The effectiveness of "Quantum machines"
The more power a steam engine can get out of a given amount of fuel, the better it is. But the maximal efficiency of every machine is limited by the laws of physics. This is also true for the efficiency of "quantum machines" which are built to transfer certain quantum states into other quantum states. But until now it was unknown how big the best possible efficiency might be in practice. Scientists of the Technische Universität München and Harvard University have now discovered fundamental boundaries for the efficiency of such systems under realistic conditions and they could also experimentally realize the predicted maximum using a model system.

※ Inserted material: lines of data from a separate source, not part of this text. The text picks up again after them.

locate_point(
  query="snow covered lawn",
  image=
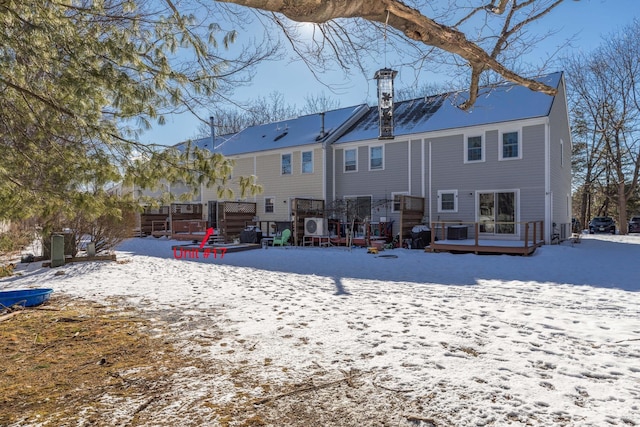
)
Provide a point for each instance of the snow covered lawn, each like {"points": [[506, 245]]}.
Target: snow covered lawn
{"points": [[444, 339]]}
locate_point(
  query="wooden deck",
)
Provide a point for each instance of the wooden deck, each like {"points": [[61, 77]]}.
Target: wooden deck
{"points": [[532, 239], [481, 246]]}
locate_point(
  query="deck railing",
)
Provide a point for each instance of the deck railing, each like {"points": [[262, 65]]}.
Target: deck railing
{"points": [[488, 236]]}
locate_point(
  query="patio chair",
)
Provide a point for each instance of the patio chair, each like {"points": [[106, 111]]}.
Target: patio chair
{"points": [[283, 239]]}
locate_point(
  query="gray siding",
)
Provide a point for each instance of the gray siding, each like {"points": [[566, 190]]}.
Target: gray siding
{"points": [[377, 183], [560, 171], [449, 172], [417, 166]]}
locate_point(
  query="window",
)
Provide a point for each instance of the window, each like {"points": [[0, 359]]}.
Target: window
{"points": [[351, 160], [358, 208], [269, 203], [376, 156], [397, 200], [448, 201], [286, 164], [497, 212], [307, 162], [474, 149], [510, 146]]}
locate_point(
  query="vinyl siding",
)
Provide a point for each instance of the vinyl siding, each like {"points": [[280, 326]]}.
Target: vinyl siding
{"points": [[449, 172], [286, 187], [560, 174]]}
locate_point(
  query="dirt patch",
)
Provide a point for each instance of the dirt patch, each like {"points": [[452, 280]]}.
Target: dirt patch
{"points": [[75, 362]]}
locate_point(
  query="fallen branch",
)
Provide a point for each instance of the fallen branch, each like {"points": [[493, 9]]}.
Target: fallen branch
{"points": [[631, 339], [393, 389], [418, 419], [313, 387]]}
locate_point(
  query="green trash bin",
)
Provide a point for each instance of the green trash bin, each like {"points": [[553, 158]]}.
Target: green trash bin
{"points": [[57, 250]]}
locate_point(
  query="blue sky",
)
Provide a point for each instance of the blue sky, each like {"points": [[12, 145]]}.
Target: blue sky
{"points": [[585, 22]]}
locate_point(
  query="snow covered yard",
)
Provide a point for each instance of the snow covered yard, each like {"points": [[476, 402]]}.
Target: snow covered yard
{"points": [[420, 339]]}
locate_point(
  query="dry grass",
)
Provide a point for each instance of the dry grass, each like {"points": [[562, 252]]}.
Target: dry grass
{"points": [[58, 359], [73, 362]]}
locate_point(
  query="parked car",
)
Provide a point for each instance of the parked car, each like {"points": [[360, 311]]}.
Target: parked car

A controlled steering of quantum states with minimum of losses is already nowadays very important for modern spectroscopy. In structure determination by nuclear magnetic resonance, for example, the spin quantum states of atomic nuclei are transferred to other nuclei by radio frequency irradiation at the presence of high magnetic fields. Additionally the manipulation of quantum states are an essential requirement for the realisation of future technologies like quantum information processing. But quantum states can never be manipulated without losses as they can not be totally isolated from their environment. This "loss of information" to the environment is called relaxation or decoherence and is comparable to friction losses of mechanical machines.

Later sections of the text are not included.